Metallurgical coal is primarily used in steelmaking. On the supply side, the commissioning of new coal mines in Australia even as the high-cost old mines in the country are shut down, too, should keep the supply from falling significantly. Australia is the world’s largest exporter of coal.

The story so far

China’s coal imports declined 18 per cent year-on-year in 2015. It was the first time, in 2015, that China, the world’s largest steel producer, reported a decline in the production of the metal (down 2.3 per cent year-on-year).

This hurt world coal demand. On the other hand, while there have been mine closures in Australia and the US, the cutback in coal production has not been commensurate with the fall in demand, thereby hurting prices.

The export price of Premium Hard Coking Coal (FOB) from Australia declined about 30 per cent last year.

Providing an explanation for the current weakness in the global coking coal market, Goutam Chakraborty, Research Analyst, Emkay Global Financial Services, says, “In anticipation of robust steel demand, many mines were opened in the past few years, adding to the world coking coal supply.

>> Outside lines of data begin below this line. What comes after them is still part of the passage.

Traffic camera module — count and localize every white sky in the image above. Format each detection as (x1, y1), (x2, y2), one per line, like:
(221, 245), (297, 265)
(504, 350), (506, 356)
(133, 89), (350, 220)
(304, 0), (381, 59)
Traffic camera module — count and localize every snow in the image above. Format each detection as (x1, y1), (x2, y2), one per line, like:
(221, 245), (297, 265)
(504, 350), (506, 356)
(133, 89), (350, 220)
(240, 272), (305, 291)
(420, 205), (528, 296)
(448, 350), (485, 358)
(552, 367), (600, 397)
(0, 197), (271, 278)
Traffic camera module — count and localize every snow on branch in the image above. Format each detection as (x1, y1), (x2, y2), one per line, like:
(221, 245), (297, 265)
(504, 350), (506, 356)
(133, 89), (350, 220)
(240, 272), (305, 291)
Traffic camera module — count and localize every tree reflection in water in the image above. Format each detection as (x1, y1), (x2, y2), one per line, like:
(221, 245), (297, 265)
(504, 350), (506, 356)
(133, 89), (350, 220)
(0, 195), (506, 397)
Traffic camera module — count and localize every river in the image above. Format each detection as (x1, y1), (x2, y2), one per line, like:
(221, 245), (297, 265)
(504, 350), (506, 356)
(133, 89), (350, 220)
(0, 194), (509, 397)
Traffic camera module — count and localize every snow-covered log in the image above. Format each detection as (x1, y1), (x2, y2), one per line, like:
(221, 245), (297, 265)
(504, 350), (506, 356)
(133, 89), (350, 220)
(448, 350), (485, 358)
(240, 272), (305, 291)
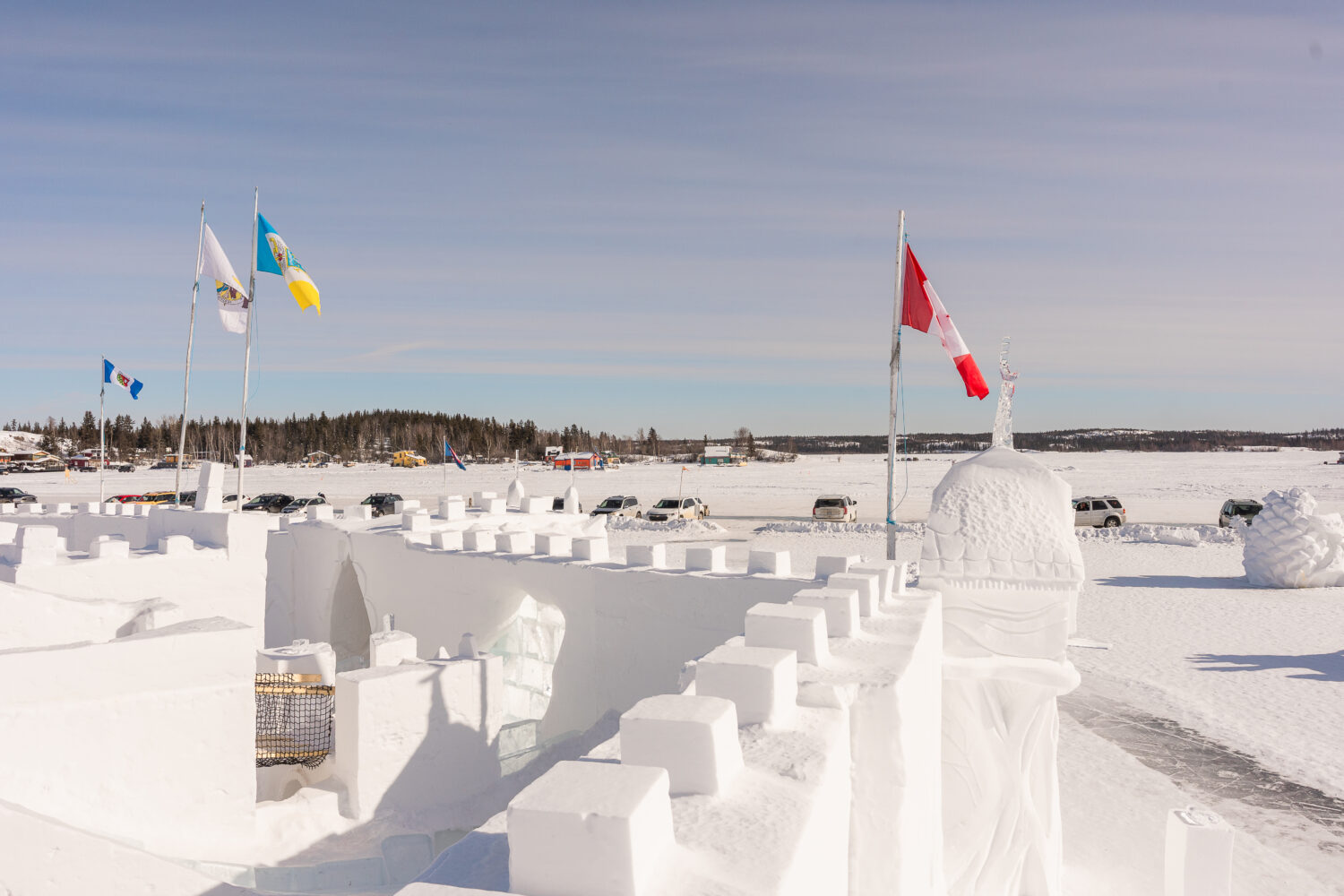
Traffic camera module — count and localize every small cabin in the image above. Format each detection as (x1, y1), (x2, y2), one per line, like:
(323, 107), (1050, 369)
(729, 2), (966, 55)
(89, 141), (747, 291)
(553, 452), (607, 470)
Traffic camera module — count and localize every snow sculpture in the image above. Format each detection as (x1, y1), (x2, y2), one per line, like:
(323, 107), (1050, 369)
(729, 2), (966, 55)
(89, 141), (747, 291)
(994, 336), (1018, 447)
(919, 447), (1083, 896)
(1242, 487), (1344, 589)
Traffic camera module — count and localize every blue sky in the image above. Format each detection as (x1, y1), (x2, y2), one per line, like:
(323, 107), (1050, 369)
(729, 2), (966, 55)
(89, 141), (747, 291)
(0, 3), (1344, 435)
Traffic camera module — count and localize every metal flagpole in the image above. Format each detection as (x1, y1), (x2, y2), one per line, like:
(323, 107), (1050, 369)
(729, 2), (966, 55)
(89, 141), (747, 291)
(238, 186), (260, 513)
(99, 355), (108, 504)
(172, 199), (206, 505)
(887, 208), (906, 560)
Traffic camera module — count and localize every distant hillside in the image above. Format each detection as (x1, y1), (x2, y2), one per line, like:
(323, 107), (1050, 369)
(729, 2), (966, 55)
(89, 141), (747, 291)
(0, 409), (1344, 463)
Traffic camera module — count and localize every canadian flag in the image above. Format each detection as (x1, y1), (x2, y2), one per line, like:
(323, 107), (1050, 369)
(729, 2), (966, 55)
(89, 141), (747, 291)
(900, 243), (989, 399)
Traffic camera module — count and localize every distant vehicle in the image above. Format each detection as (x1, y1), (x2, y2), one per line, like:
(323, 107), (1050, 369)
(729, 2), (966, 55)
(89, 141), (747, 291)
(244, 492), (295, 513)
(645, 498), (710, 522)
(812, 495), (859, 522)
(1074, 495), (1125, 530)
(1218, 498), (1265, 530)
(360, 492), (402, 516)
(593, 495), (644, 520)
(281, 495), (327, 513)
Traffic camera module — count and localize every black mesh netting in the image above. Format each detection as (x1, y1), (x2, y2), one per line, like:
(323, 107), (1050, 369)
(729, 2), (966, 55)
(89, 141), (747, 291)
(255, 672), (336, 769)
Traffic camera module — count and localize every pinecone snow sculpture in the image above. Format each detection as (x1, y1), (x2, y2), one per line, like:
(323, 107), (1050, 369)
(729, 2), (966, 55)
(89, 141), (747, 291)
(1242, 487), (1344, 589)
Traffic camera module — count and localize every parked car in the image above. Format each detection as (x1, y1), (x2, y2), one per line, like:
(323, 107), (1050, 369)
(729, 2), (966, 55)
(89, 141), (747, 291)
(812, 495), (859, 522)
(244, 492), (295, 513)
(1074, 495), (1125, 530)
(281, 495), (327, 513)
(593, 495), (644, 520)
(1218, 498), (1265, 528)
(645, 498), (710, 522)
(360, 492), (402, 516)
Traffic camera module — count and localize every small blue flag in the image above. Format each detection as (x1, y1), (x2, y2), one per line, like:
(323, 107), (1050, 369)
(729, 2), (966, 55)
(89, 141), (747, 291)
(102, 358), (145, 399)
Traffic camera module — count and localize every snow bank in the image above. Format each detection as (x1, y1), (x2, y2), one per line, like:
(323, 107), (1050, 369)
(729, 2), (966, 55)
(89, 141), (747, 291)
(1242, 489), (1344, 589)
(607, 516), (728, 535)
(1078, 522), (1245, 548)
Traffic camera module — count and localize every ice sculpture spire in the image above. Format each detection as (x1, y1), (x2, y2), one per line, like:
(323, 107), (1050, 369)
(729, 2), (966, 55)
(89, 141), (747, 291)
(994, 336), (1018, 447)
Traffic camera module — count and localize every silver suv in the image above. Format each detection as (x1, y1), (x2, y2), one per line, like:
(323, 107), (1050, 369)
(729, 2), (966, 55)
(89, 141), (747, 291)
(1074, 495), (1125, 530)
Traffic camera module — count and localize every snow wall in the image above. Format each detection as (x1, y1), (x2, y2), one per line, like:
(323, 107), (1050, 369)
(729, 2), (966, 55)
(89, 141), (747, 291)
(419, 578), (946, 896)
(0, 618), (257, 856)
(266, 521), (803, 742)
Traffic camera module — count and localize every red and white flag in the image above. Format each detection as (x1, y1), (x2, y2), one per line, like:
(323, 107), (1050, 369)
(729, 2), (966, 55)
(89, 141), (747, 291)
(900, 243), (989, 399)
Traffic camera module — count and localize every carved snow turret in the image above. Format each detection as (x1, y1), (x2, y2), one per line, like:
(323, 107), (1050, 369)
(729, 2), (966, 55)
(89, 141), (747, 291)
(1242, 489), (1344, 589)
(919, 447), (1083, 896)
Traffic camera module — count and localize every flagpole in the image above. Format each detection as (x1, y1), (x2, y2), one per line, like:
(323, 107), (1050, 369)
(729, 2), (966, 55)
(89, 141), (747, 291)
(238, 186), (260, 513)
(172, 199), (206, 506)
(99, 355), (108, 504)
(887, 208), (906, 560)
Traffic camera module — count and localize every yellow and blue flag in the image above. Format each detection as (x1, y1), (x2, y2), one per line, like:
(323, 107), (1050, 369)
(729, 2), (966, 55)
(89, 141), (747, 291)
(257, 213), (323, 315)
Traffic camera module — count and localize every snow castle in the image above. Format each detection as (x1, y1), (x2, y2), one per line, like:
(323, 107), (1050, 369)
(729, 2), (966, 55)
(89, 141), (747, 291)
(919, 447), (1083, 896)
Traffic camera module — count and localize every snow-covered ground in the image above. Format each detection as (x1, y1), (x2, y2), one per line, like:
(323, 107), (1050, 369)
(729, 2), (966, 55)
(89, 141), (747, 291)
(3, 450), (1344, 896)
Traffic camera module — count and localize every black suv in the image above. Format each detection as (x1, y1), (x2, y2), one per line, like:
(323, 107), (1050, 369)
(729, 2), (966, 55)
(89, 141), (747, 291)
(244, 492), (295, 513)
(360, 492), (402, 516)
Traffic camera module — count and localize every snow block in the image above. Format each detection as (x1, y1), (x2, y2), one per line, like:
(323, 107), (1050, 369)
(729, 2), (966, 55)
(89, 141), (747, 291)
(625, 544), (668, 570)
(792, 589), (859, 638)
(496, 531), (537, 554)
(746, 603), (831, 665)
(827, 573), (881, 616)
(574, 536), (612, 563)
(849, 560), (905, 607)
(747, 551), (793, 578)
(816, 554), (862, 579)
(508, 762), (674, 896)
(462, 530), (496, 552)
(159, 535), (195, 556)
(621, 694), (742, 794)
(518, 495), (556, 513)
(685, 544), (728, 573)
(368, 629), (416, 669)
(429, 532), (462, 551)
(383, 834), (435, 887)
(193, 461), (225, 513)
(537, 533), (574, 557)
(1164, 806), (1233, 896)
(695, 645), (798, 726)
(89, 535), (131, 560)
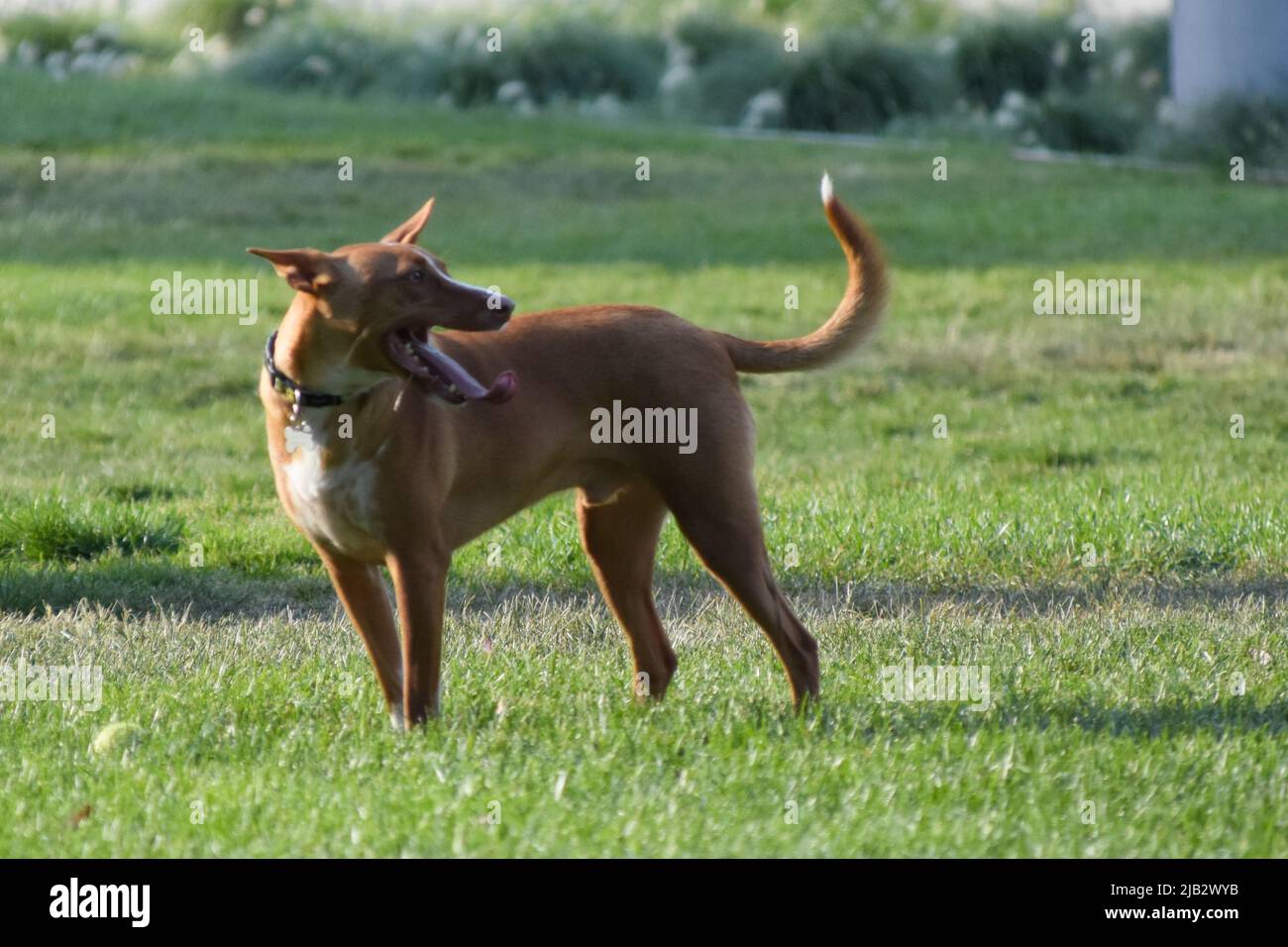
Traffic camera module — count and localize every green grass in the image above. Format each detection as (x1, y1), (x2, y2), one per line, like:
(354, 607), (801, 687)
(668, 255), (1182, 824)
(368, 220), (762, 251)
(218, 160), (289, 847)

This was also the time when coal prices were high. But then, the Chinese slowdown started and the steel outlook also turned negative. Accordingly, coal prices also started declining, forcing the big miners to shut down the high-cost mines. But, at the same time, new mines, with lower cost of production, were being commissioned. These mines are still operational and continue to make money even in the current coal market.”

Moderate rise in demand

According to the latest Resources and Energy Quarterly by the Office of the Chief Economist, Department of Industry, Innovation and Science, Government of Australia, China’s coal imports are predicted to decline from 53 million tonnes (mt) last year to 48 mt in 2016 and to 45 mt in 2017.

This will come about with the expected decline in Chinese steel demand, as the economy transitions from being investment-driven to being fuelled by consumption. China’s steel demand is expected to contract 4 per cent to 645 mt this year, followed by another 3 per cent decline in 2017.

India, which is among the biggest steel producing countries in the world, on the other hand, is expected to see an increase in its coal imports.

Helped by the boost to the infrastructure sector, India’s steel consumption is expected to expand 5.4 per cent to 84 mt in 2016.

India does not have sufficient metallurgical coal reserves (and the available reserves are of poor quality) and is dependent on imports for almost its entire requirement of coal.

At the aggregate level, world coal import demand is expected to increase only gradually in the coming years; from 223 mt in 2015 to 230 mt in 2017, show estimates from the Resources and Energy Quarterly.

Excess supply

And while world coal exports too are expected to fall, the decline is likely to be moderate. In 2015, mine closures and temporary production cuts in Australia led to a small decline in the country’s coal exports. But many new mines are expected to be commissioned this year and in the next.

According to the Resources and Energy Quarterly, Australia will export 183 million tonnes of coal in 2016 and 186 million tonnes in 2017, the latter the same as in 2015.

The US and Canada are, however, expected to lower their production and exports. At the global level, coal exports are expected to reach 284 million tonnes both in 2016 and 2017, down from 292 tonnes in 2015.

Thus, while the coal export-import gap is expected to narrow down in the coming years, coal prices are likely to stay under pressure, unless there are significant mine closures.